Un jeu d’enfant qui dure parfois longtemps, l’expérience des limites. l’espoir d’un au-delà. Tout à fait comme ce peintre dont j’ai perdu le nom qui perdait son temps à fabriquer des masques, à jouer l’acteur et qui pressentait, qui désirait sans doute parce que c’est dont il avait le plus peur, qu’au-delà de tous ces masques on ne découvre rien de plus. Un pas de plus encore à effectuer pour s’engager au-dessus du gouffre. Tenir sur le vide, avancer. Se le répéter comme un mantra : Il n’y a pas d’au-delà. Ce qui rend encore plus féroce la misère, la bassesse, toute une humanité prête à la moindre occasion à se jeter dans la barbarie. L’au-delà cette croyance est comme une laisse, une longe, et étrangement aussi l’une des fondations de notre civilisation.
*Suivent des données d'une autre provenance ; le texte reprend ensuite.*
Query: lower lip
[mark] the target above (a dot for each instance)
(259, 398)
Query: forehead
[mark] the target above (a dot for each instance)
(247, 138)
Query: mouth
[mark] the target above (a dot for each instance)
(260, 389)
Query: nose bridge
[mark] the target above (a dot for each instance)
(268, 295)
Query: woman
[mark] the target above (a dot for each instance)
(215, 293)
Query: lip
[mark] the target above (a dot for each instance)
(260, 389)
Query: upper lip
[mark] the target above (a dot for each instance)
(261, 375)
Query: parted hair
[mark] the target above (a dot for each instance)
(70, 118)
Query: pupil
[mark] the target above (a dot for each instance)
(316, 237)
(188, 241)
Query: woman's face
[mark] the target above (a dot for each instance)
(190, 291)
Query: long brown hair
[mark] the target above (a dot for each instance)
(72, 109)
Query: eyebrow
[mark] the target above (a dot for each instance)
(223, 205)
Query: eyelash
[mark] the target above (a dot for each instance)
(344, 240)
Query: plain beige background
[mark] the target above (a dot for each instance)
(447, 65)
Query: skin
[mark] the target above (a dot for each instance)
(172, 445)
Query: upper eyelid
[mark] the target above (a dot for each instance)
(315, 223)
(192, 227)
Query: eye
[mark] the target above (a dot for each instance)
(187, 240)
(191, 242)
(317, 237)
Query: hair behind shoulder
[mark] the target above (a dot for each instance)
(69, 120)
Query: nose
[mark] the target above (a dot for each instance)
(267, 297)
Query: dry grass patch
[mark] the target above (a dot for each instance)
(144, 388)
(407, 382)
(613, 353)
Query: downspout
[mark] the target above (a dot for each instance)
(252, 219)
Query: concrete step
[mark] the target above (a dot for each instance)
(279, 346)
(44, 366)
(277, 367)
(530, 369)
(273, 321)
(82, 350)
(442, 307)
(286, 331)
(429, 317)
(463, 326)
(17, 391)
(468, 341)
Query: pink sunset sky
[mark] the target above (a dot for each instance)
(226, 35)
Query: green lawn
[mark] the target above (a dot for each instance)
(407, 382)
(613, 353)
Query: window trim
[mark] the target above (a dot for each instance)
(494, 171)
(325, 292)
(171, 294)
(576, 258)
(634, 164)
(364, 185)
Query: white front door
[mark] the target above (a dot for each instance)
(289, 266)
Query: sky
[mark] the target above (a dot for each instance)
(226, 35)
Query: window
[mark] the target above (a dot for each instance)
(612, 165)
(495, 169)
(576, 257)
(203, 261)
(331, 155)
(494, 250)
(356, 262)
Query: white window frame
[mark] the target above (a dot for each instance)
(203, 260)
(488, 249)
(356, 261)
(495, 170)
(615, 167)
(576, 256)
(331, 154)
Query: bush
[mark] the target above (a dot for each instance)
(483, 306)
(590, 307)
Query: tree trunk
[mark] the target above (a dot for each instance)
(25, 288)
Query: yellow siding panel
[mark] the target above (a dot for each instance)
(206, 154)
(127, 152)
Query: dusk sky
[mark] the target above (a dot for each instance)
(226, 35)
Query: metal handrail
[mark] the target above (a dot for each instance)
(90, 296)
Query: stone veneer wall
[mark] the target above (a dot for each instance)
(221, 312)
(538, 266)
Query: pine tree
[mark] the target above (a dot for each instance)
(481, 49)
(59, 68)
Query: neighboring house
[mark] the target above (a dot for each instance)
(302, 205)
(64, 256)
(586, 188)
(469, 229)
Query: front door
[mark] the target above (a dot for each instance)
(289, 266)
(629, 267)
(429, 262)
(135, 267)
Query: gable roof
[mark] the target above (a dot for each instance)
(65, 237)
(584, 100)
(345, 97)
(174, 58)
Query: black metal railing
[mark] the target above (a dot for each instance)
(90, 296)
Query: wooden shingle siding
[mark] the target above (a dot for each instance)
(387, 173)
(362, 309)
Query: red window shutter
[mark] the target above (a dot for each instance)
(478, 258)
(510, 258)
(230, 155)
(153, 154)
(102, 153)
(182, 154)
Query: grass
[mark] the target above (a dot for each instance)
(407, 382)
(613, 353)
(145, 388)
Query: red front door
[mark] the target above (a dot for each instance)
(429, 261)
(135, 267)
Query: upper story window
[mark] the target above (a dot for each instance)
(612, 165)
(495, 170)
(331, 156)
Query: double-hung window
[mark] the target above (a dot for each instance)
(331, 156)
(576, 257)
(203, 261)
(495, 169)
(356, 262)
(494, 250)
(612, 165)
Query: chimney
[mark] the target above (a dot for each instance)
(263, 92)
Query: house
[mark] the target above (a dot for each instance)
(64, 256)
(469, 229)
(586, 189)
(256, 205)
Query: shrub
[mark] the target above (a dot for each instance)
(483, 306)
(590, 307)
Que notre temps si désespérément moderne ne puisse se détacher de cette croyance en un au-delà qui se tient à chaque carrefour de la ville comme un agent de la circulation. Si tu travailles chaque jour de ta vie tu auras, au-delà, une retraite. Si tu cueilles ces fleurs des champs, que tu en fais un beau bouquet pour cette fille, au-delà elle t’ouvrira son cœur et ses cuisses. Le conditionnel et l’au-delà tellement ancrés au plus profond de tous nos gestes. Que la barbarie s’associe au présent pour commettre tous les méfaits possibles et inimaginables, c’est le revers de la médaille, la monnaie de la pièce. Encore que les barbares aussi possèdent aussi une croyance en l’au-delà très certainement. Au-delà des cités, au-delà des barres, au-delà des banlieues il y a les responsables tout trouvés de l’iniquité. Merde pourquoi les gens ne restent-ils pas tranquilles. Pourquoi font-ils chier autant les autres avec cette histoire d’au-delà. La peur de crever se métamorphose en désir de crever et vice versa. Un cercle vicieux. Même les bonzes les bouddhistes n’y peuvent plus rien. Tout est résolument fichu ici, et pas d’issue. Pas d’au-delà. Se le répéter encore et encore.

Et puis s’éloigner de l’ordinateur, descendre dans la cour s’apercevoir que la pluie est là, aucun oiseau ne chantera ce matin. Ouvrir l’atelier, s’installer devant la toile, rester là, résolument, et faire avec.